2. The method according to claim 1, wherein the self-supervised learning comprises training the first machine learning model on a first dataset containing an array representation of an exemplary set of ISVs.

3. The method according to claim 2, wherein the exemplary set of ISVs comprises a plurality of heavy chain single variable domains (VHs).

4. The method according to any one of claims 1 to 3, wherein the thermal stability measurement value is the melting temperature.

5. The method according to any one of claims 1 to 4, wherein the input to the predictive machine learning model further includes data representing the amino acid sequence of the ISV.

6. The method according to any one of claims 1 to 5, wherein the input further includes data characterizing the sequence length of the ISV.

7. The method according to any one of claims 1 to 6, wherein the input further includes data characterizing the three-dimensional (3D) structure of the ISV.

8. The method according to any one of claims 1 to 7, wherein the input processed by the predictive machine learning model further comprises data characterizing the germline of the ISV.

9. The method according to claim 12, wherein the input further comprises data characterizing the mutation of the ISV from a corresponding wild-type ISV which is the source of the mutation of the ISV.

10. The method according to any one of claims 1 to 9, wherein the embedded machine learning model includes a bidirectional transformer.

11. Performing the self-supervised learning on the first machine learning model described above means Initializing the parameter values ​​of the first machine learning model described above, The values ​​of the parameters of the first machine learning model are updated by minimizing the loss function defined for the array reconstruction task. The method according to any one of claims 1 to 10, including the method described in any one of claims 1 to 10.

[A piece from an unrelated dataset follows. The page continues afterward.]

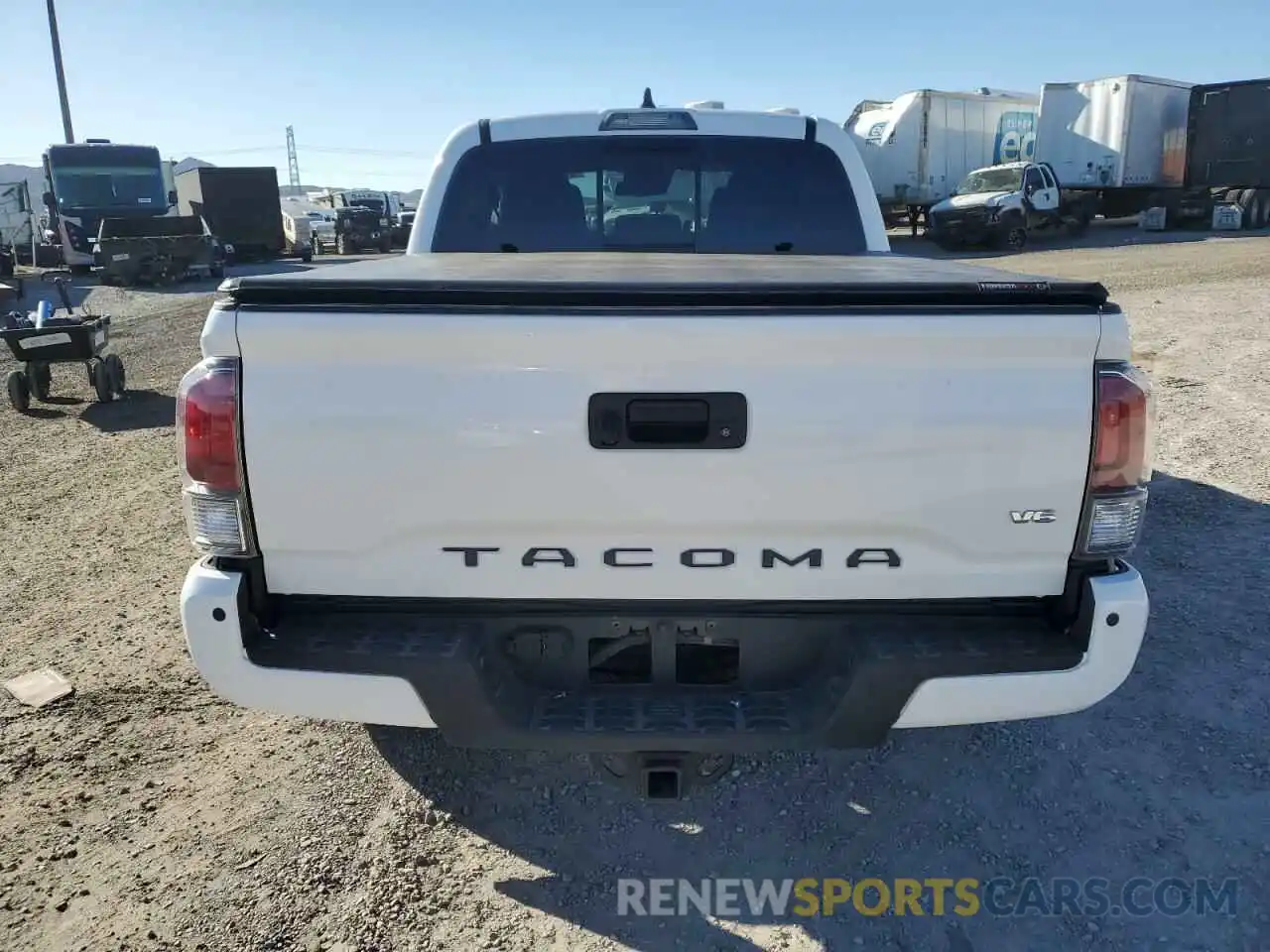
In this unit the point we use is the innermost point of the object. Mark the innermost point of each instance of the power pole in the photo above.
(293, 163)
(62, 73)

12. The aforementioned loss function is, [Math 1] Defined as, in the formula, p(x i | x M ) is the unmasked part x of the input array x M Given, token x i The method according to claim 11, which represents the probability that the first machine learning model predicts that exists at a specific masked location.

13. A method for selecting an ISV from a set of candidate ISVs, Predicting each of the thermal stability measurements of each of the candidate ISVs using a method according to any one of claims 1 to 12, Based on the predicted thermal stability measurements, select the ISV from the set of candidate ISVs. A method that includes this.

14. One or more computers, When executed by the one or more computers, the one or more computers store one or more storage devices that store instructions causing the one or more computers to perform the operation of each of the methods described in any one of claims 1 to 13. A system that includes this.

15. One or more computer-readable storage media that, when executed by one or more computers, store instructions causing one or more computers to perform the operation of each of the methods described in any one of claims 1 to 13.